Friday, April 29, 2011
I have always been a big royal family fan. I remember watching Charles and Diana get married when I was in 11th grade. The cinderella story had me riveted. I feel a great sense of honor and excitement to be sharing my birthday with William and Kate. I remember, It was the night before my c-section with Kayleigh that the sad news of Diana's death was told to me by my aunt when I came back from a pre-birth dinner with my husband. I remember the shock I felt, and the strange sense of disbelief as I watched the news that night. I remember thinking, how sad, that she won't be there to see her beautiful sons grow up. How tragic that she will never hold her grandchildren. How truly sad I felt for those poor boys, who had just lost their only chance at having any kind of a "normal" experience of life.
I think Diana would be very proud of her sons. She left them with a legacy of love and kindness. But mostly, she instilled in them the sense of being normal boys in a world of priveledge. Two thumbs up for Wills, marrying a lovely girl, who is even more than his mother, "the people's princess" I wish them a lifetime of love and happiness. They deserve it.
Monday, April 11, 2011
Photo L-R Anna, Anne, Marie, Hank, Hans, Tony, Antone
She didn’t get her grace and elegance as the daughter of immigrant farmers., being raised on a ranch was not the charm school most would attend. And yet she grew with more and dignity and poise that any charm school debutante ever possessed. She was the family Fashionista. Loved the color blue, and never hesitated to tell you if anything you did was unladylike. She also never hesitated to tell you if the outfit you wore didn't look right, or ask if you had lost or put on a few pounds. I always made sure to "dress up" when I went to visit her. I got the most compliments when I wore blue (go figure)... I think she was born that way. A combination of solid grounded practicality, with an inner elegance and refinement no circumstance would alter.

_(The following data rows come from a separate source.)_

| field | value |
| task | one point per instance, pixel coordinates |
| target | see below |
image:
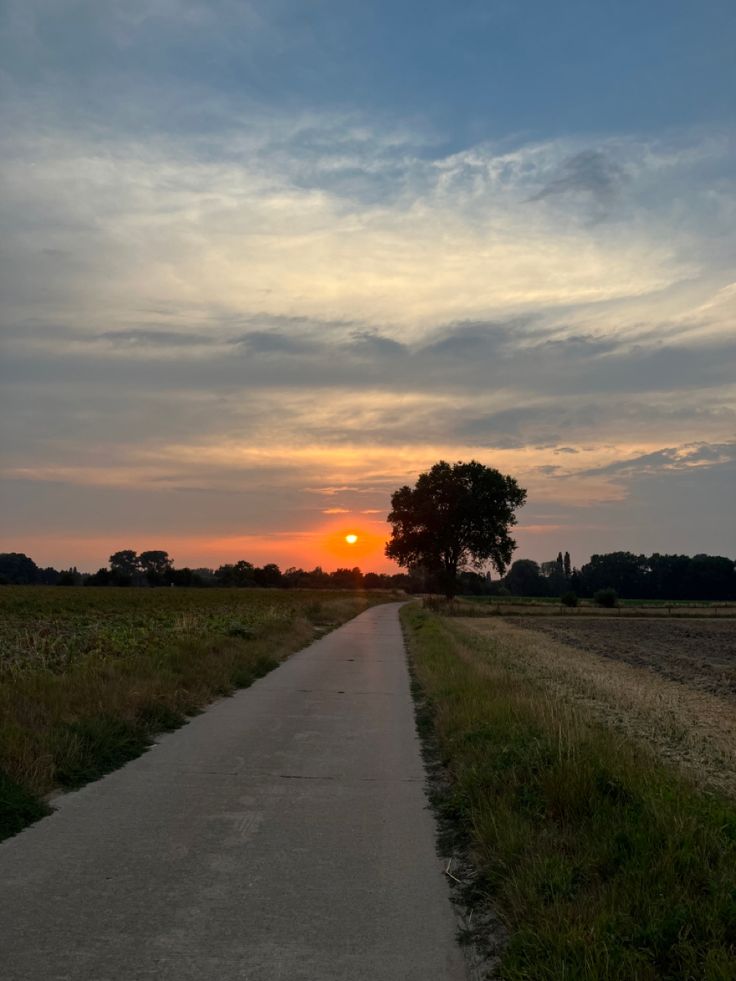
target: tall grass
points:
(603, 863)
(89, 676)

Photo L-R Irma, George, Hank, Hans, Anne, Tony, Marie
I asked her recently what it was like to live during the depression. She said "We really didn’t notice it too much because everyone we knew was in the same boat. You just made do with what you had, or you went without. Everyone helped one another. You gathered together as a family and shared the burdens. Big family get togethers, barbeques and picnics with everyone sharing what they had. We were never hungry. We had a roof over our heads. We were so much more fortunate than others."
I love the story of her and her Sister Marie (my grandma) and a fur coat. It was 1931. Marie wanted this muskrat coat, but couldn’t afford it, so she convinced Anne to pay half and they would share it. Kind hearted as she was, Auntie Anne didn’t have the heart to tell my grandma that she really didn’t want the coat, (she thought the muskrat was kind of yucky) or even like it… “but Marie really wanted it, and so I agreed.” After a few months of swapping the coat back and fourth after church on Sunday, Uncle Francis asked her “You really don’t like that coat do you?” She admitted she had done it to make her sister happy. So he took her out and bought her a new coat, and Anne gave the coat to Marie and said "You keep it Marie, it looks so much better on you anyway."

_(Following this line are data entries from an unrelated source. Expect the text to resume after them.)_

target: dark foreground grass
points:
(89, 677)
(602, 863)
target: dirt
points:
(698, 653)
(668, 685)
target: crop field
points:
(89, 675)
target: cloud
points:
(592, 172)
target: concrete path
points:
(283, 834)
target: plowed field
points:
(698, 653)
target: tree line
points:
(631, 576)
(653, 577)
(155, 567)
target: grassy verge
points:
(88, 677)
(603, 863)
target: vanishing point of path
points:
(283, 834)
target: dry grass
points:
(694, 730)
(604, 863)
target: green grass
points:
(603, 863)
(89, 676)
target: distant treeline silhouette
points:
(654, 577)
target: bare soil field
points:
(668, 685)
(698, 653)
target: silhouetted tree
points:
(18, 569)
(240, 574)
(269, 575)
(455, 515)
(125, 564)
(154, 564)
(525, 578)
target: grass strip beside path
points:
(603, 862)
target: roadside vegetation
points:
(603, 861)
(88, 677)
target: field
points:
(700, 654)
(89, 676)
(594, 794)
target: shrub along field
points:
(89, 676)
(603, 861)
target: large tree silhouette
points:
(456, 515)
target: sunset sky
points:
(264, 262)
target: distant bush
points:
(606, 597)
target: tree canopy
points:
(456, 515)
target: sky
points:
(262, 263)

Auntie Anne became my surrogate grandma when Gramma Marie died. At 26, I assumed my grandma would be there forever, and that I would have PLENTY of time to visit her later. Then she was gone, and I had so many regrets over not visiting her more, and spending more time with her, and really sitting down and listening to her stories. Auntie Anne helped me ease the loss of my grandma. She was my connection to her. Sometimes she would say something like my grandma would have said, and I would feel like she was there with us. I would visit with her, and she would tell me all the stories of when they were young. We would look at all the photos and she would tell me who they were, what they were doing, and little snippets of memories of the day. My most precious ones are the ones of her and an old boyfriend and a cousin and my grandparents at Russleman park swimming in their 1930’s era bathing suits… clowning around and making funny faces for the camera. On the back of a photo of my grandma in a bathing suit hugging my grandpa, it says “Marie and Ben had a fight” we laughed at that one, because it was very typical of them… and she says, "well, obviously they made up… they got married after that.”
She LIVED all 96.3 years of her life. Her family, her art, her dolls and her love are the legacy she leaves behind. Our tradition of playing We are Family at weddings and dancing around the bride just won't be the same without her sweet smiling face joining in the fun with us all...
Surrounded by love, her kids there with her, she layed down on the couch, freshly coiffed from her hair appointment, full makeup and dressed to the hilt, she slipped away peacefully, with the quiet and dignity she had hoped she would see in the end. I like to think that her big heart, so full of love, just finally gave out from all the loving she had done here on earth. God came while she was napping, took her by the hand and said "It’s time to go Anne." And she went, toward a light filled with all the love of her family that had passed before her, the sound of a harmonica playing Roll out the Barrel faintly in the distance and Uncle Bill hollering "Saddle Up Anne…"
The hole that her passing left will never be filled. I want to honor her memory the best way I can, by remembering her with love, and humor... She told her family when she moved herself back into her house after leaving the retirement home... "I'm not leaving my house again unless it's feet first..." And as usual... she got her way.